US stocks initially rallied after the Federal Reserve held interest rates steady, forecasted two interest rate cuts later this year, and Chairman Jay Powell suggested the economy was still strong. We are adding European positions like the iShares MSCI Eurozone ETF (EZU), and SPDR EURO Stoxx 50 ETF (FEZ), notes Brian Kelly, editor of MoneyLetter.
The Fed also released its latest “dot plot,” which indicates that members, as a whole, are still expecting to ease the Fed funds rate before the end of this year. With the help of the post-Fed rally, all our global stock markets were higher over the reporting period.
EZU, FEZ (YTD % Change)
Data by YCharts
For March 13 through March 19, the S&P 500 gained 1.3%; the Euro Stoxx 50 jumped 2.8%; the Nikkei 225 was 2.5% higher; the Shanghai Composite was also a winner, gaining 1.6%.

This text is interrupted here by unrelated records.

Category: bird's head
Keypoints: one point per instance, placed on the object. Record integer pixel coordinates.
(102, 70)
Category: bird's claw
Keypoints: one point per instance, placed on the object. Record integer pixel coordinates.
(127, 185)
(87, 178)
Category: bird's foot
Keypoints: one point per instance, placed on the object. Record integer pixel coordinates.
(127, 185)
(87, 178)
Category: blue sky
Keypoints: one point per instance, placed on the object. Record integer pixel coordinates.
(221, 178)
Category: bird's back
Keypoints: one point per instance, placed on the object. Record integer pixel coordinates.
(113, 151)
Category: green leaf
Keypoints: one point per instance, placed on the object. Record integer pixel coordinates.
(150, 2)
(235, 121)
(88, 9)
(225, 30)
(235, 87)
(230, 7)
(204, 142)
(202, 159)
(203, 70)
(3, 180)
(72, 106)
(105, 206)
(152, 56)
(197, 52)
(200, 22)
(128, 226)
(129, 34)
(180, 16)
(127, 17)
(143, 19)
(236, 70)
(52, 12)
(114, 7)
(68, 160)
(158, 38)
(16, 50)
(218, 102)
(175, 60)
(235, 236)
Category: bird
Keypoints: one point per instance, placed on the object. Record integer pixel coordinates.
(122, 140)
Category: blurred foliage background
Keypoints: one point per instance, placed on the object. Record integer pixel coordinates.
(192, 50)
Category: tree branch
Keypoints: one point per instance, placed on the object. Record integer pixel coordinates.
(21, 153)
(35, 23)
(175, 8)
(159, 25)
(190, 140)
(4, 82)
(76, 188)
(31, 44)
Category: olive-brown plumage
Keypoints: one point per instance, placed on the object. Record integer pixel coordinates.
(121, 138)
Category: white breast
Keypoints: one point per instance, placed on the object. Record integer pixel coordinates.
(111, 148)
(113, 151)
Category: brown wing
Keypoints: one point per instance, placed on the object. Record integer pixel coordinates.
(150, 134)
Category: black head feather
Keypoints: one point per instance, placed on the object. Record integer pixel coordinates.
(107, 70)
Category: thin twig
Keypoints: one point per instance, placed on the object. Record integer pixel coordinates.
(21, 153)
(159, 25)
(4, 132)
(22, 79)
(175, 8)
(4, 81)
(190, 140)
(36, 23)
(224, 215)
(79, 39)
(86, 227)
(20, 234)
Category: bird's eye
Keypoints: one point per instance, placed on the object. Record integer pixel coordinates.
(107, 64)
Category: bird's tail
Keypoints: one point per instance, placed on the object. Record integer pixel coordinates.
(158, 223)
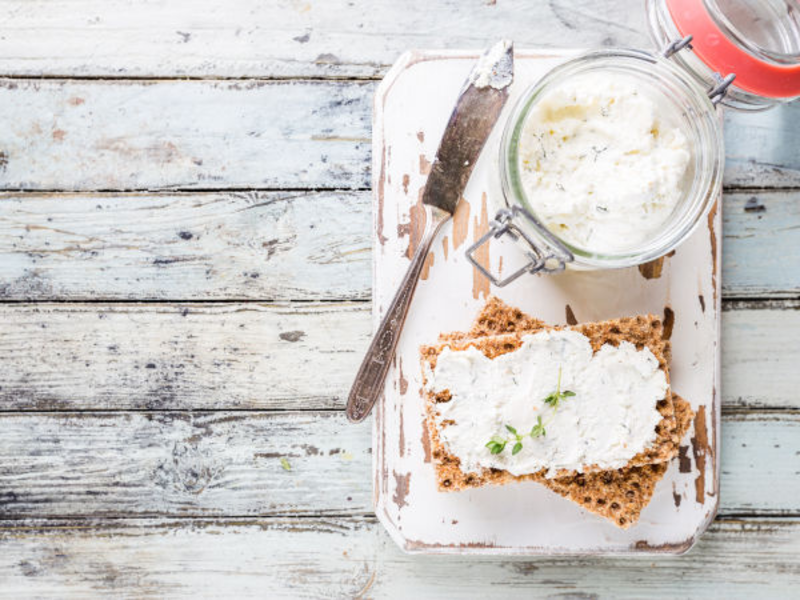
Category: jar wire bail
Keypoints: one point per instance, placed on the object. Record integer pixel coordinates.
(545, 253)
(721, 84)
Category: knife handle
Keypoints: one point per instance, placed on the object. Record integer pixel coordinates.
(368, 385)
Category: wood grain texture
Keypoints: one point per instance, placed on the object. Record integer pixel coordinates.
(281, 246)
(334, 38)
(184, 464)
(761, 244)
(151, 356)
(338, 558)
(261, 356)
(98, 135)
(148, 135)
(235, 245)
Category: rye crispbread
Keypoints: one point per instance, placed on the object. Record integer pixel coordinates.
(618, 495)
(642, 331)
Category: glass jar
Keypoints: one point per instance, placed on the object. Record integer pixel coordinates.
(754, 39)
(678, 81)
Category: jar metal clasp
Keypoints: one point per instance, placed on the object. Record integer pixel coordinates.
(545, 253)
(721, 84)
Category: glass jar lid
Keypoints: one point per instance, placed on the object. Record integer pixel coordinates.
(757, 40)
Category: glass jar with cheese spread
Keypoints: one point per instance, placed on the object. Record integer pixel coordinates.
(614, 158)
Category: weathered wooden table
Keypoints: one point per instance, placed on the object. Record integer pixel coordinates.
(185, 285)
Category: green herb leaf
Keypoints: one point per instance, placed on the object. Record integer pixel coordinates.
(497, 448)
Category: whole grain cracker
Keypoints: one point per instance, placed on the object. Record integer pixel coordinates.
(618, 495)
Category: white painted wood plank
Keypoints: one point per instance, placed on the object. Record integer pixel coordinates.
(183, 464)
(179, 356)
(760, 351)
(761, 244)
(761, 148)
(235, 245)
(257, 356)
(300, 558)
(135, 135)
(229, 463)
(96, 135)
(235, 38)
(282, 246)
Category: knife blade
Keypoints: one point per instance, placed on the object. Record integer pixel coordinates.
(478, 107)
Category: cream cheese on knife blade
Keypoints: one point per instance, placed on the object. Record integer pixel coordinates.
(611, 417)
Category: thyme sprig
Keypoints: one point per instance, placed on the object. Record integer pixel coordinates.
(498, 443)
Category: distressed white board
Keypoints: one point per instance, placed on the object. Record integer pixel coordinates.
(210, 356)
(127, 135)
(411, 109)
(177, 246)
(290, 38)
(94, 135)
(185, 464)
(283, 245)
(179, 356)
(353, 558)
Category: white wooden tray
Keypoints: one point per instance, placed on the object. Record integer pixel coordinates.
(412, 106)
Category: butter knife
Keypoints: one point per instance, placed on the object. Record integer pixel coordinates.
(479, 105)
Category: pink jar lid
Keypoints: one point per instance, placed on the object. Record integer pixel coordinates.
(722, 55)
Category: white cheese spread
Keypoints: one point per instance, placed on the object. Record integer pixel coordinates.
(611, 418)
(494, 68)
(602, 164)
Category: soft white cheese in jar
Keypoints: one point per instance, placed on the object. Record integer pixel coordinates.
(611, 417)
(603, 164)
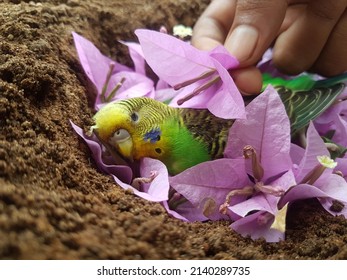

US stocks appear to be stabilizing and recovering modestly from their recent correction. While we expect volatility to continue amidst uncertainty related to tariffs, immigration, and government headcounts, there are no signs of widespread economic slowing. The Fed pointing to interest rate relief later this year is also supporting stock prices.
For international stock funds, there are three new buys, including EZU and FEZ.